Unlocking Optical Prior: Spectrum-Guided Knowledge Transfer for SAR Generalized Category Discovery

arXiv cs.CV / 4/27/2026

📰 NewsIdeas & Deep AnalysisModels & Research

Key Points

  • The paper tackles the difficulty of applying Generalized Category Discovery (GCD) to label-scarce SAR data by addressing cross-modal incompatibility between optical foundation models’ priors and SAR imagery.
  • It introduces the Modal Discrepancy Curve (MDC), modeling cross-modal mismatch as a structured frequency-domain descriptor based on spectral energy distributions.
  • Using MDC, the authors propose MCPT, a paired optical–SAR pre-training framework that turns MDC into learnable tokens via Adaptive Frequency Tokenization (AFT) and refines features with Frequency-aware Expert Refinement (FER) in a band-wise, discrepancy-aware way.
  • The approach uses contrastive learning to align refined embeddings across optical and SAR modalities, then transfers the learned SAR representations to downstream single-modal SAR-GCD tasks.
  • Experiments on multiple mainstream datasets show state-of-the-art results, suggesting that frequency-domain discrepancy modeling can more effectively transfer optical prior into SAR.

Abstract

Generalized Category Discovery (GCD) holds significant promise for the label-scarce Synthetic Aperture Radar (SAR) domain, yet its efficacy is severely constrained by the cross-modal incompatibility between the inherent optical prior of the Large Vision Models (LVMs) and SAR imagery. Existing domain adaptation methods often lack an inductive bias that reflects imaging characteristics, consequently failing to effectively transfer optical prior into the SAR domain.
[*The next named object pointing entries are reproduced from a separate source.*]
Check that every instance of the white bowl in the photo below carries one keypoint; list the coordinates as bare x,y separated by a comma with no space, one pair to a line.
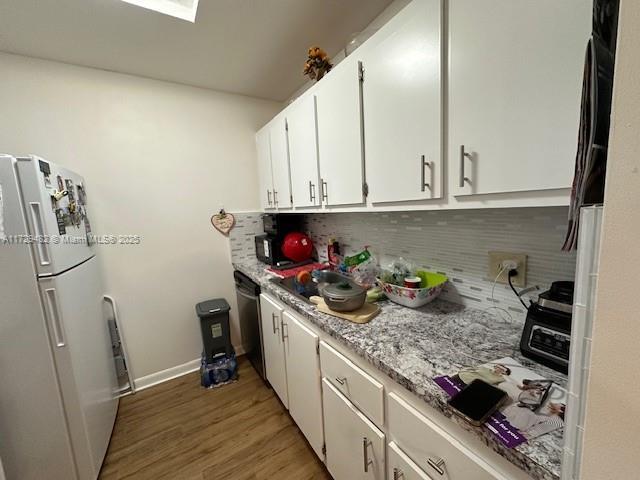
411,297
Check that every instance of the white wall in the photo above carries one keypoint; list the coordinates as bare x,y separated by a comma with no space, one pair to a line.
611,442
158,159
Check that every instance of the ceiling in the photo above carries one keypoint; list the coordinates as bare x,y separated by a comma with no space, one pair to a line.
249,47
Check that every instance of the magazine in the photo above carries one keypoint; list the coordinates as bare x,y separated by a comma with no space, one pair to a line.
535,406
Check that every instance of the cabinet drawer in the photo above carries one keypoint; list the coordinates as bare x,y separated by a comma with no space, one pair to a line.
402,467
434,450
355,446
354,383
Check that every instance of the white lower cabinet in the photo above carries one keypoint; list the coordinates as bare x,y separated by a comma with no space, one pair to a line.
355,446
433,449
273,343
401,467
340,408
303,379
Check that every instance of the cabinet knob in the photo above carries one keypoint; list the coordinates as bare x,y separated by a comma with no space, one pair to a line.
463,155
437,464
324,191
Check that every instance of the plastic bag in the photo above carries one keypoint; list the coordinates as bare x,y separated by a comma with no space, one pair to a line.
397,271
366,273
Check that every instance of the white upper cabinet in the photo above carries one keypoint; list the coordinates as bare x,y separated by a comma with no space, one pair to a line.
515,79
280,162
402,93
265,180
340,135
303,152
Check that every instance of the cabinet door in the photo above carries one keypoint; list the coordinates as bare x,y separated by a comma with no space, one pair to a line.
303,379
515,80
303,152
402,101
432,448
273,339
402,467
280,162
340,135
265,180
355,446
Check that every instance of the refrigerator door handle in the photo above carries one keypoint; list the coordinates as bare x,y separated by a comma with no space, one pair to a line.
56,319
36,219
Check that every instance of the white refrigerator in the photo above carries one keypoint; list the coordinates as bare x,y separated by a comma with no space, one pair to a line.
58,394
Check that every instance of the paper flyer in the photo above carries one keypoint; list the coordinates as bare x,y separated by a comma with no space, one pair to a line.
516,422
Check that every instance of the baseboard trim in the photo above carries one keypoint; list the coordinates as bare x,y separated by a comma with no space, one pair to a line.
162,376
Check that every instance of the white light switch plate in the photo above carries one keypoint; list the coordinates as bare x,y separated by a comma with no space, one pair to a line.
496,260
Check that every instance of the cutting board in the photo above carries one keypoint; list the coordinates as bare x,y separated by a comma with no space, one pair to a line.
363,315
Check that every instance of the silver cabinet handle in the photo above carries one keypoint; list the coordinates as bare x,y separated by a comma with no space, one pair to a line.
312,192
282,334
424,164
436,464
365,454
463,155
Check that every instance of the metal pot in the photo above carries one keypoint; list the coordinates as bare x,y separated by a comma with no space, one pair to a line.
344,296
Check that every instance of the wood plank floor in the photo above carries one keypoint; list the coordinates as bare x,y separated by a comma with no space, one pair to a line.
179,430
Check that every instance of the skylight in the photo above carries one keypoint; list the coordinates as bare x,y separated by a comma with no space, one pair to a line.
183,9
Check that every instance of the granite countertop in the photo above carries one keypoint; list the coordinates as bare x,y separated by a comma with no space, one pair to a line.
412,346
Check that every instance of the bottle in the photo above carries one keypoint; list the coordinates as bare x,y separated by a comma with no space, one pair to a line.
333,254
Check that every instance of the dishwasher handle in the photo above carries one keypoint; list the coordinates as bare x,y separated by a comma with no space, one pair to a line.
248,296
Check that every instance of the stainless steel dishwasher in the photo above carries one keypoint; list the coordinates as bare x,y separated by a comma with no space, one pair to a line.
248,294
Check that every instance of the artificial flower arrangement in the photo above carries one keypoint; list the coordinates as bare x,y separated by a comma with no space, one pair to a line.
317,64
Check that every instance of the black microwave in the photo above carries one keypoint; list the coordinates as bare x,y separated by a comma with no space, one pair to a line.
269,249
280,224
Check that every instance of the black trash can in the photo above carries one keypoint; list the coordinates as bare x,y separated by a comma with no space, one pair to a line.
214,326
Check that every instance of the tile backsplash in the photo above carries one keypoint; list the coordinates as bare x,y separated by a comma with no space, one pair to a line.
454,242
242,235
457,243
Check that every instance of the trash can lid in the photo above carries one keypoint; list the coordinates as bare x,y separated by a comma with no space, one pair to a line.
212,308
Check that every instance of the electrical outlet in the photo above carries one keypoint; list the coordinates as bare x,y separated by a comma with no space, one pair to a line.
503,260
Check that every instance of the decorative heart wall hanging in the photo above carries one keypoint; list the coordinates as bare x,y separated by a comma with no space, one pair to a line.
223,222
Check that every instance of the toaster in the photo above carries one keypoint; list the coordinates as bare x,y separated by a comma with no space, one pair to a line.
546,337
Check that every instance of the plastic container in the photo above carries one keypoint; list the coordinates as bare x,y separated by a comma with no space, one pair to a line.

To address this issue, the Modal Discrepancy Curve (MDC) is introduced to model cross-modal discrepancy as a structured frequency-domain descriptor derived from spectral energy distributions. Leveraging this formulation, we propose the MDC-guided Cross-modal Prior Transfer (MCPT) framework, a pre-training paradigm that operates on paired optical-SAR data. Within this framework, Adaptive Frequency Tokenization (AFT) converts the MDC into learnable tokens, and Frequency-aware Expert Refinement (FER) performs band-wise discrepancy-aware feature refinement using these tokens. Based on the refined representations, contrastive learning aligns refined embeddings across modalities and internalizes the adaptation pattern. Ultimately, the superior SAR feature representation capability learned during paired pre-training is applied to downstream single-modal SAR-GCD tasks. Extensive experiments demonstrate state-of-the-art performance across multiple mainstream datasets, indicating that frequency-domain discrepancy modeling enables more effective adaptation of optical prior to SAR imagery.